Bullets beaten into cross

Published: July 23, 2015

Rachel's Pectoral CrossBullets have been beaten into a cross, which has been given to the new Bishop of Gloucester.

The special pectoral cross, which is a symbolic item worn by a bishop, was presented to Rachel Treweek when she was ordained as the first female diocesan bishop yesterday in a service at Canterbury Cathedral. It was created from bullet shells which had been found on the battlefields of Mozambique’s civil war.

Bishop Rachel was very involved with a link with Mozambique for a number of years during her time as an Archdeacon in London. The pectoral cross tells the story of Mozambique’s journey to peace after the post-colonial civil war which ended in 1992. The Christian Council of Mozambique set up the project, Transforming Arms into Plowshares, in 1995, which transforms recycled weapons of war into art, as a tool for peacebuilding and more importantly, peacekeeping in post-conflict societies. To date over 900,000 weapons have been decommissioned.

During the service, Bishop Rachel was also presented with her episcopal ring, another item which highlights her passion for conflict transformation in South Africa.

The episcopal ring was designed by eminent jeweller, Paul Spurgeon, noted as one of the modern innovators in British jewellery design. His link to Rachel came through his Cornerstone project, aimed at empowering disadvantaged and marginalised people of all persuasions, primarily from the African continent.

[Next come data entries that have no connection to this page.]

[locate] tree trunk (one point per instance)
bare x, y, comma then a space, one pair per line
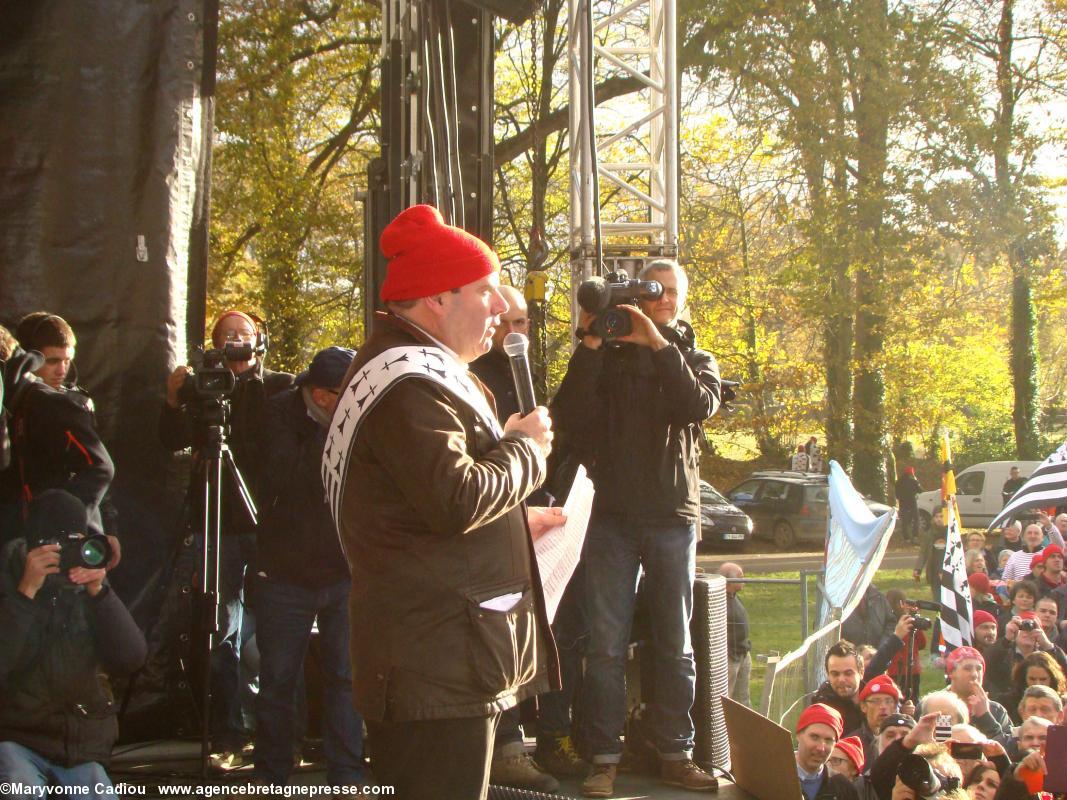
1013, 223
872, 131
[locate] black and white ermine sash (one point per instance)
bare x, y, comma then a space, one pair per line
367, 387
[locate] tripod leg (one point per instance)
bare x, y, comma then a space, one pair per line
209, 594
242, 488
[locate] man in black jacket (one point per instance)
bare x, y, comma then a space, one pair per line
54, 445
846, 674
907, 489
241, 337
634, 409
494, 368
302, 576
61, 633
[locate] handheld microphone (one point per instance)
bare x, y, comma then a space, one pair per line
515, 346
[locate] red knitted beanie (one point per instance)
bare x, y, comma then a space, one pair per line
853, 748
428, 257
823, 714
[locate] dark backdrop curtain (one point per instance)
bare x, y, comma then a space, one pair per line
106, 120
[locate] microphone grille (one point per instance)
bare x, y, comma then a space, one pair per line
515, 344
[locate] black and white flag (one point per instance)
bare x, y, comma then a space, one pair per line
956, 610
1046, 486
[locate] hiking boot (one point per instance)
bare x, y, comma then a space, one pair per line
560, 758
600, 782
686, 774
520, 771
229, 760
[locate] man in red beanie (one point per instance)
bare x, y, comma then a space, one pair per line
879, 698
1052, 576
907, 489
847, 757
818, 729
448, 627
965, 668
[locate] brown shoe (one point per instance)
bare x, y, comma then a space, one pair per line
600, 782
686, 774
521, 772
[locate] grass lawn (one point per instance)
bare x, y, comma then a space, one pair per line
774, 618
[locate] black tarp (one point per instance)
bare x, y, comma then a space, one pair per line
106, 113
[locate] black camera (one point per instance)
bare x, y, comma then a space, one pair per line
212, 380
921, 623
917, 773
92, 552
600, 296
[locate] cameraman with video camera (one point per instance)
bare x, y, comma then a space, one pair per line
239, 342
633, 404
62, 628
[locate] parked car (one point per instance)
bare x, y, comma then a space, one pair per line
789, 507
977, 493
721, 523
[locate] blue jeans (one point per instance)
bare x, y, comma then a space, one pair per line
284, 617
19, 765
616, 550
227, 724
571, 630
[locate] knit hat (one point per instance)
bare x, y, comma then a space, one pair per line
958, 655
328, 368
896, 720
853, 748
819, 713
54, 512
880, 685
226, 315
980, 581
427, 256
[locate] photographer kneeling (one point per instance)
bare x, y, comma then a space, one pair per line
62, 627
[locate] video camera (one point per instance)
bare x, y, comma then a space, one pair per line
92, 552
921, 623
600, 296
212, 379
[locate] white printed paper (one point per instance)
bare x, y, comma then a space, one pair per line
502, 602
559, 549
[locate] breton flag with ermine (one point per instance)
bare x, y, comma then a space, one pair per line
1046, 486
955, 595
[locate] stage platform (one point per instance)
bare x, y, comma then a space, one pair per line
172, 763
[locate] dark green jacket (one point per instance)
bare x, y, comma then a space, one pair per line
56, 653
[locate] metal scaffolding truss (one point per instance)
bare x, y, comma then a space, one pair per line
635, 154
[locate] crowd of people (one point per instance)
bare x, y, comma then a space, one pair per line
870, 731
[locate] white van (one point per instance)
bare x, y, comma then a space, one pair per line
977, 493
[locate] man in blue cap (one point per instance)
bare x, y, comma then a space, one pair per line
303, 575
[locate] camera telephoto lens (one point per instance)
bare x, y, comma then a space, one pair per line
94, 552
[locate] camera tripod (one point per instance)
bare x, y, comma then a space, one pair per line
217, 460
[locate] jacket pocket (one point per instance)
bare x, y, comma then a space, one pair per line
503, 645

Paul set up Cornerstone in South Africa, a business that employs local people to create and sell jewellery. He said. “I was honored to have been asked to design and create a ring for Rachel. She discovered the work I was doing in South Africa, which in its small way helps local people into work and trains them in a profession. I am driven by my faith and believe in an active and pragmatic God that can make these things happen.

“The design of the ring is simple, but to me it represents the Chalice with the amethyst being the blood of Christ. The cross on both sides has an African and European influence to its design.”